I quite enjoyed this recipe.  The sauce for the chicken and vegetables wasn't too heavy, and it complimented the light crust really well. I will definitely make this again, I think the recipe lends itself to so many great combinations.  Thanks to Shandy for a great pick, and be sure to check out the blogroll to see what other CEiMB participants did with their pot pies!

Thursday, October 14, 2010

CEiMB: Apple Brown Betty

After a hectic September, and a much needed vacation I am back on track with Craving Ellie in My Belly.  This week's pick is from Jessica of Learning to Love Vegetables.  She chose for us to make the Apple Brown Betty from So Easy: Luscious, Healthy Recipes for Every Meal of the Week by Ellie Krieger.  

I had never made an Apple Brown Betty because for some reason the concept of it never seemed that appealing to me.  An Apple Brown Betty is essentially an apple crisp, but instead of an oat and flour crumble topping, the apple mixture is topped with bread crumbs.  So I am glad that this recipe is was chosen this week, and that I belong to a group like this because without it, I probably wouldn't have tried this recipe, and I am really glad that I did. Like most of Ellie's recipes, this was quick and easy to put together.  You simmer the apples in apple cider and brown sugar then place them in a pie plate, top with bread crumbs and nuts (the original recipe called for walnuts, but I used pecans because I like their flavor better than walnuts), and bake in the oven.  

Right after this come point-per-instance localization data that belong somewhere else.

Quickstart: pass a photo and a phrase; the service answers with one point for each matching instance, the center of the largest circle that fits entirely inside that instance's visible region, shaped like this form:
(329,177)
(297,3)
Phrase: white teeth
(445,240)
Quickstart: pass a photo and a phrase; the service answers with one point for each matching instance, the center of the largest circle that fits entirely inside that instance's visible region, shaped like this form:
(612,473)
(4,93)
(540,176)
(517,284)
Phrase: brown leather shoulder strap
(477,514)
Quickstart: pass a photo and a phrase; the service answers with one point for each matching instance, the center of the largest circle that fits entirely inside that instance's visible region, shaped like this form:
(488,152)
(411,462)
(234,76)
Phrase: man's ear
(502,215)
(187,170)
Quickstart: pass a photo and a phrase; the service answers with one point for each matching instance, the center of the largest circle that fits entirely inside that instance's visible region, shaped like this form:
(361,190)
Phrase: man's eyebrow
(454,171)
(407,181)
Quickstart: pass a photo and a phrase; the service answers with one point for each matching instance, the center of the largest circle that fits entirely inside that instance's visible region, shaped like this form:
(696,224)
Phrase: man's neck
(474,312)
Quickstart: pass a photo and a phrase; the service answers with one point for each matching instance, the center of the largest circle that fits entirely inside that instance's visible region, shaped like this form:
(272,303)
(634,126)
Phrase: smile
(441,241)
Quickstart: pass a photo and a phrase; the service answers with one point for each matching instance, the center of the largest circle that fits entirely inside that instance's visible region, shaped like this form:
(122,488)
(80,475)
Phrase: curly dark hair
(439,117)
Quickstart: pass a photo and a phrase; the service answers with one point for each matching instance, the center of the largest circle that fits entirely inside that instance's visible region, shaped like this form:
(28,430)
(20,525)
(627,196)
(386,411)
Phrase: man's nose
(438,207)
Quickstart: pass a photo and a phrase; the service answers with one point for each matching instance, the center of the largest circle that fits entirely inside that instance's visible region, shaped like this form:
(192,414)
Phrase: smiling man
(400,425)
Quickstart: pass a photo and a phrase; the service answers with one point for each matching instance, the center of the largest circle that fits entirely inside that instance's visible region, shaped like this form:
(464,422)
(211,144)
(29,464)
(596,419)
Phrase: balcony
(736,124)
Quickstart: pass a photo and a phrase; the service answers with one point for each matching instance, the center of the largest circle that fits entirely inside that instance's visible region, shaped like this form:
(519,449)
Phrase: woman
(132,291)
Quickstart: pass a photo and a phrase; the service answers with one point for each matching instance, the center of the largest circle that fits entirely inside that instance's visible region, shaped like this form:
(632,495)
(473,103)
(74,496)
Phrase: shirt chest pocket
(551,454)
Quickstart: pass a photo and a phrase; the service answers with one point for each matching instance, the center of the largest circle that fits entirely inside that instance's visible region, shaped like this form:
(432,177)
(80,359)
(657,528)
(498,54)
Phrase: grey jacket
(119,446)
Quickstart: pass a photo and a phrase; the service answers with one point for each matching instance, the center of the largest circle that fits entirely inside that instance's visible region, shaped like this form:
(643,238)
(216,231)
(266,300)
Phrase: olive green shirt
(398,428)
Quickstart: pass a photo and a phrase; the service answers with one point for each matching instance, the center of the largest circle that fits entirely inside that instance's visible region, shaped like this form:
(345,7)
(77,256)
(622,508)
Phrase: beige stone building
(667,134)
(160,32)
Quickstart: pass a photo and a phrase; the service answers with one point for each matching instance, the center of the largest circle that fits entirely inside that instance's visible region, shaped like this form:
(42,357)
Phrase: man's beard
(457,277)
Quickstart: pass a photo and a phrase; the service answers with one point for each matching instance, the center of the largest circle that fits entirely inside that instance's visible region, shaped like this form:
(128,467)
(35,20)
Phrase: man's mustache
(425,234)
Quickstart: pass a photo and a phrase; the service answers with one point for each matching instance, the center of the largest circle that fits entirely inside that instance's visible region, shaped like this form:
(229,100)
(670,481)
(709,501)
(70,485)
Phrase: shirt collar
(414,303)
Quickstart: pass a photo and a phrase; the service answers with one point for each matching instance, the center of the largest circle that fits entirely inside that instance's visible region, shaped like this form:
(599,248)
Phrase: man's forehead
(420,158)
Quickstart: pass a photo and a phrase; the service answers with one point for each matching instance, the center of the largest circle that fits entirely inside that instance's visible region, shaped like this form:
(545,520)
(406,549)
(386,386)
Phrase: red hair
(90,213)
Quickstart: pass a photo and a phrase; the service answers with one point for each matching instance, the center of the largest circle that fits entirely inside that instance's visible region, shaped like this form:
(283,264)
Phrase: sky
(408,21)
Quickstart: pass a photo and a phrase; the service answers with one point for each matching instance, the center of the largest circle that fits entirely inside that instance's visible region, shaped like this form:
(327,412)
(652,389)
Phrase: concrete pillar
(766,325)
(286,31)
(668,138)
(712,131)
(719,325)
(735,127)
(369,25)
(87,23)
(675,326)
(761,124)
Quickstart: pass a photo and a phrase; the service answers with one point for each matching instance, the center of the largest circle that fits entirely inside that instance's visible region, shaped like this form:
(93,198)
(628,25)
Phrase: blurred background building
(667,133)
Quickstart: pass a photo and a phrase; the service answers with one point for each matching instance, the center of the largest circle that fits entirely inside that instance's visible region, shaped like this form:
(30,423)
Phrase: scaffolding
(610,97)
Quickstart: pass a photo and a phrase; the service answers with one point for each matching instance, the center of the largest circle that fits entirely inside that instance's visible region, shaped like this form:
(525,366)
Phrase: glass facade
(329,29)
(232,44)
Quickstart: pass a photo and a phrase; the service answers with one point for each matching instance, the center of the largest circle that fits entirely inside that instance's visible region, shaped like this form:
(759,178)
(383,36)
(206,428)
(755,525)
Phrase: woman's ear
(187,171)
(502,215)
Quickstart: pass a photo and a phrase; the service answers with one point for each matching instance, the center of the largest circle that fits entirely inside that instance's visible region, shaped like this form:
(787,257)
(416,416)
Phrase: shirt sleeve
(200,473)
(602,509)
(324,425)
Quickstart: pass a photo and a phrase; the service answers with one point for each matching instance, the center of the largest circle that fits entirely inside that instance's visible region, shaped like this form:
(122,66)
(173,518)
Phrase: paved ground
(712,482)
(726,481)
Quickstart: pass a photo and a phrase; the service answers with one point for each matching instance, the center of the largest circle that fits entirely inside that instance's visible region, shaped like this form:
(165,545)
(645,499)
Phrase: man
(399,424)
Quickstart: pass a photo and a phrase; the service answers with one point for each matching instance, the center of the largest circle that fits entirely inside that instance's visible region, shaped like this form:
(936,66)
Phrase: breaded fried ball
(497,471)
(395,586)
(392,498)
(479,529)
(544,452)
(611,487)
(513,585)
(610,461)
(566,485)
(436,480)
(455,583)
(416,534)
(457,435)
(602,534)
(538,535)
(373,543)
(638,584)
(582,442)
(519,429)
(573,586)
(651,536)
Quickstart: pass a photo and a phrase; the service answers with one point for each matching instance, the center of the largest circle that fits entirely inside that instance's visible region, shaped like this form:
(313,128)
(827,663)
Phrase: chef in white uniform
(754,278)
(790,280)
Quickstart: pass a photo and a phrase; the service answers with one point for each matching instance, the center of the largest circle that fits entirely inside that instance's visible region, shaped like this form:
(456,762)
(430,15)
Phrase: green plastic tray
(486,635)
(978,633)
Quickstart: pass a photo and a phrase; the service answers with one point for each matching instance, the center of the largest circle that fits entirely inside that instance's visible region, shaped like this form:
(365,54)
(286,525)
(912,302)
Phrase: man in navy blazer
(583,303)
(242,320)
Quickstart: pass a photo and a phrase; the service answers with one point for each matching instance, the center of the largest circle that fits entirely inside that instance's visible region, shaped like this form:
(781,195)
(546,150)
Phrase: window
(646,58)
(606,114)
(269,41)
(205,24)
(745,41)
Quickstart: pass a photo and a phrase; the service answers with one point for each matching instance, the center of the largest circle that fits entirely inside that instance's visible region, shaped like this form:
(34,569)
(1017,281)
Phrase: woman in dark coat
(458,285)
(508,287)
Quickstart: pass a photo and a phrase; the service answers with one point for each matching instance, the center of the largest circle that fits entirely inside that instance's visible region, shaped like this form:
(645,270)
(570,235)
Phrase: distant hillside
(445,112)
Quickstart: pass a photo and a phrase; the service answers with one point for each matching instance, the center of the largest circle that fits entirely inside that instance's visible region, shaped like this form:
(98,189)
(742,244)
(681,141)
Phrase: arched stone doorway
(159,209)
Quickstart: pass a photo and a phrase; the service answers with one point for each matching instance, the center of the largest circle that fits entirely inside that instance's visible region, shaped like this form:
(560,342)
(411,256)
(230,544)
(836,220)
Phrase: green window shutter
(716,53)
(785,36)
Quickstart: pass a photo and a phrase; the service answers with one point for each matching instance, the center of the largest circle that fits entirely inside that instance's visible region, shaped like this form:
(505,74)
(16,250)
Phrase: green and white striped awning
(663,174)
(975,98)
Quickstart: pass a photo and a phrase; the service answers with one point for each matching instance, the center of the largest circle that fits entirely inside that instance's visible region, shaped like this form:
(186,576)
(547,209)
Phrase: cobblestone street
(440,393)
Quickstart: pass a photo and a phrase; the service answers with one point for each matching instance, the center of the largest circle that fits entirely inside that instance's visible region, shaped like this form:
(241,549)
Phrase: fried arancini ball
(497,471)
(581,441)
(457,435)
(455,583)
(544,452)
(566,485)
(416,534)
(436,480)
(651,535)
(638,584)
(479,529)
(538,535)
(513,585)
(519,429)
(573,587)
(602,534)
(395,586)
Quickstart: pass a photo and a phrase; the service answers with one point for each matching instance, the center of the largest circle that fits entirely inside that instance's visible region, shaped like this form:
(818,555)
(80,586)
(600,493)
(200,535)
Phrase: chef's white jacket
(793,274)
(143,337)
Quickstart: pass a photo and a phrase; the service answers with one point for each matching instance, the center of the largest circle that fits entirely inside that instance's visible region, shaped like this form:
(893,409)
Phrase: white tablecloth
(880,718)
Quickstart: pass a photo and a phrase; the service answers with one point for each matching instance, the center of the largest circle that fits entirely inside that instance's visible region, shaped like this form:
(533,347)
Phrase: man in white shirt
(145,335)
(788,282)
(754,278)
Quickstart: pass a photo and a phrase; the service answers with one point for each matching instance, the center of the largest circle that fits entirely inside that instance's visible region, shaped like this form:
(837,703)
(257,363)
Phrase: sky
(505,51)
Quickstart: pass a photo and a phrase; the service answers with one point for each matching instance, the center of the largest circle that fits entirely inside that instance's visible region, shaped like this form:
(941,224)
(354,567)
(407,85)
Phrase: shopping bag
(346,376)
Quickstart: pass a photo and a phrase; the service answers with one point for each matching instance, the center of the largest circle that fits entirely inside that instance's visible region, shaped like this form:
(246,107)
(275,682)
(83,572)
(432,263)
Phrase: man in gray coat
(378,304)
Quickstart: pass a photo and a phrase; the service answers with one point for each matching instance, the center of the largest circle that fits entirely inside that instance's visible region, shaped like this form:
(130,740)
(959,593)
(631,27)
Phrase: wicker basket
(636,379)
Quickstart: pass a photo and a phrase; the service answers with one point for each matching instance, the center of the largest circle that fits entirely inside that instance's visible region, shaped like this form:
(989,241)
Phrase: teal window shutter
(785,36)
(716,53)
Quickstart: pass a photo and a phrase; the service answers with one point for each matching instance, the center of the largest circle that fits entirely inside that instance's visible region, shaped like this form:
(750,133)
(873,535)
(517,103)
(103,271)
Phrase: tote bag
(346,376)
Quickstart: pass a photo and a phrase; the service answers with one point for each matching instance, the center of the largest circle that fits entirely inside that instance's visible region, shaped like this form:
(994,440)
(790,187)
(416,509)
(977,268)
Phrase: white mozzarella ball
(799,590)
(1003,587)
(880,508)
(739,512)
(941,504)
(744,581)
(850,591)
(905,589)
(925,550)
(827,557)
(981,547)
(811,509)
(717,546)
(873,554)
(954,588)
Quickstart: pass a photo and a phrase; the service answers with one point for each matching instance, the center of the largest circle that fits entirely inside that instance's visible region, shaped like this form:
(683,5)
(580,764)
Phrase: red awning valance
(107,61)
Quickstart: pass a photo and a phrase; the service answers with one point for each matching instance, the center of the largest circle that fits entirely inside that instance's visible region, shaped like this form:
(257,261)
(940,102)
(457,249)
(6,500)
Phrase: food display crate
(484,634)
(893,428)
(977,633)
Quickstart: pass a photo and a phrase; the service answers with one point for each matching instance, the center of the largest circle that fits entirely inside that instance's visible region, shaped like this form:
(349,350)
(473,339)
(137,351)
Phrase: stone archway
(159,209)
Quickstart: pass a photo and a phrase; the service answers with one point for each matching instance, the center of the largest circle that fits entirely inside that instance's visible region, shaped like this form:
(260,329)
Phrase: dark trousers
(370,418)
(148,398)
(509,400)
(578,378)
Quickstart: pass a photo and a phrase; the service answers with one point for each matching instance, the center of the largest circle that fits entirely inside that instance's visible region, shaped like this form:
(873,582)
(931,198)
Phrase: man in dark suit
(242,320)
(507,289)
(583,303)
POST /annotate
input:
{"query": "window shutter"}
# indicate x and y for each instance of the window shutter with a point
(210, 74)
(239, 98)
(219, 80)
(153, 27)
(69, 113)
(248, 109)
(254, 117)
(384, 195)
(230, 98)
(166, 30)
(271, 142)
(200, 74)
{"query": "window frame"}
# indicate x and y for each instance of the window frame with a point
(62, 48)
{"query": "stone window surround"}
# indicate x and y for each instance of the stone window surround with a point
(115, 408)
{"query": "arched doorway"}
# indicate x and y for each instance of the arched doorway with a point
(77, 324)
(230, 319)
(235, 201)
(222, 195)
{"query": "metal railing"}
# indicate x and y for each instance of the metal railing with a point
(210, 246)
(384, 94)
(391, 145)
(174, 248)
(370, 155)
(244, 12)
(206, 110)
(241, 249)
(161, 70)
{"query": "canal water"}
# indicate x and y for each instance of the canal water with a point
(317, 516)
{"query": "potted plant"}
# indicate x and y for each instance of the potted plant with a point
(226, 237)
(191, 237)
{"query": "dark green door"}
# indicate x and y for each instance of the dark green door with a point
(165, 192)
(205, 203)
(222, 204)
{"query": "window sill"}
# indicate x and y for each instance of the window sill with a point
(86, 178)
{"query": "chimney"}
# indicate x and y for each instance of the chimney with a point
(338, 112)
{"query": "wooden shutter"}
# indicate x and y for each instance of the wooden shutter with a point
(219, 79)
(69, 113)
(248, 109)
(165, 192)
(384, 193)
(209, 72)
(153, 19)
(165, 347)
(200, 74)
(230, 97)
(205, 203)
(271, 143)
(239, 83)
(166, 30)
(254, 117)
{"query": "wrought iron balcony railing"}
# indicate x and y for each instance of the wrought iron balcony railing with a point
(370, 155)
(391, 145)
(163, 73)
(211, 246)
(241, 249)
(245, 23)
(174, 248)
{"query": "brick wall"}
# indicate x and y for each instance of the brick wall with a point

I really enjoyed this.  I liked the fact that the apples were simmered in cider, it gave the dish a wonderful "Fall" feeling, and the dish wasn't overly sweet, which I think is the problem with a lot of desserts.  The sweetness usually overpowers many of the flavors, and this isn't the case with this dish.  I used Honey Crisp apples (my absolute favorite) instead of Golden Delicious. On another note, my dish only took about 25 minutes to bake instead of the 30 minutes called for in the original recipe.  I also doubled the amount of cinnamon called for in the filling because it just didn't seem like enough, and I really love cinnamon, you could smell the dish baking throughout the whole house. I would definitely make this again, and I like the "crust" that the bread crumbs formed on top of the dish.  Next time I would like to mix it up a bit.  I might try it with pears or maybe add some dried cranberries and some orange zest.  So thanks Jessica for a great pick, and be sure to check out the Craving Eliie in My Belly Blogroll to see what other bloggers did with their dish!